Başka? 1973’ten 1999’a kadar, Ecevit’ten Demirel’e kadar tüm
iktidarlarda meslek liselilerin kat sayısı 0,80 ile çarpılırdı.
Sonra bir anda 0,30’a indirildi. Bu son değişiklikte çoğu yine
0,45’e çıkıyordu. Yani Ecevit zamanında laik eğitime zarar
verilmiyordu da, 0,45’te veriliyor öyle mi? Üstelik bugün en fazla
şikâyet eden Sayın Deniz Baykal da 1973’ten 1999’a kadar kaç sefer
bakanlık yaptı. Başka? YÖK Kanunu 12 madde. 11’i tamam. Ama
unutalım... Bir tanesi meslek lisesi ile ilgili... Bitmedi, 1
milyon 129 bin meslek liseliden 90 bini İHL’li... Peki geri
kalanlar? Onlar da unutuluyor ve bu kanuna ‘İmam Hatip Kanunu’

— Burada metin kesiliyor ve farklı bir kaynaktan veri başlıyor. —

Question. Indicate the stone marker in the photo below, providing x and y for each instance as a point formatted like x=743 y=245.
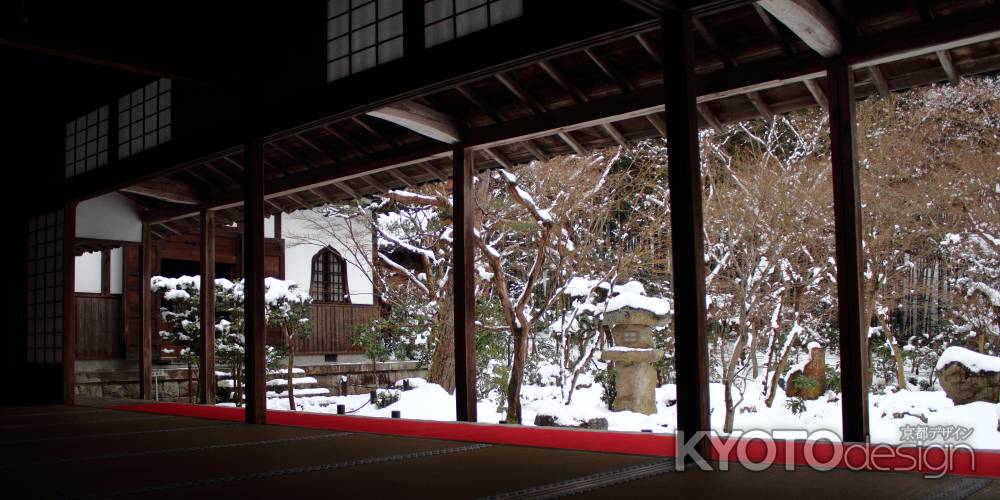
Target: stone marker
x=814 y=369
x=634 y=357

deniyor. Pek inandırıcı olmuyorlar. Üstelik esas geniş bir eğitim
reformu yolda. Bu sadece bir nevi acil tamir bakımdı. Açıkça
yapılan bir haksızlığı durdurma kanunu. Bence yanlış yapılmamıştır.
Deniz Bey, ‘Türkiye’ye 2,5 milyara patladı.’ demekte. Bazıları da
doların çıkışının sebebini bu kanunda bulmakta. El insaf. Biraz
dünyaya bakın. Petrol 20’den 40 küsur dolarlara çıkmış. Amerika
kendi faizlerini yükseltiyor. Ne hacet? Biz daha iyisini biliyoruz,
asıl suçlu YÖK Kanunu. Yanlış varsa daha önce gelmemiş olmasıdır.
Tayyip Bey’e hatasını rahatlıkla söyleyebiliyor musunuz?
Söyleyemediğim an orada bir dakika bile durmam. Peki hiç mi eksiği
yok? Olur mu öyle şey canım, hepimizin var. Bazen bazı kimseleri
muhatap almaması, kendi işine bakması gerekiyor diye düşünüyorum.
Ama dayanamıyor. Ama bazı şeyleri de çok çabuk öğreniyor. Hele o
Avrupa seyahatlerine ilk başladığımızda, sabah gittiğimizde,
diyelim ki 10 üzerinden 5 aldı. Öğlen gittiğimiz 7, akşam
gittiğimiz 8’di. Tezkerenin geçmesini istediniz, ama geçmedi. Şimdi
iyi ki geçmemiş diyor musunuz? Hayır. ‘İyi ki geçmemiş’ demiyorum.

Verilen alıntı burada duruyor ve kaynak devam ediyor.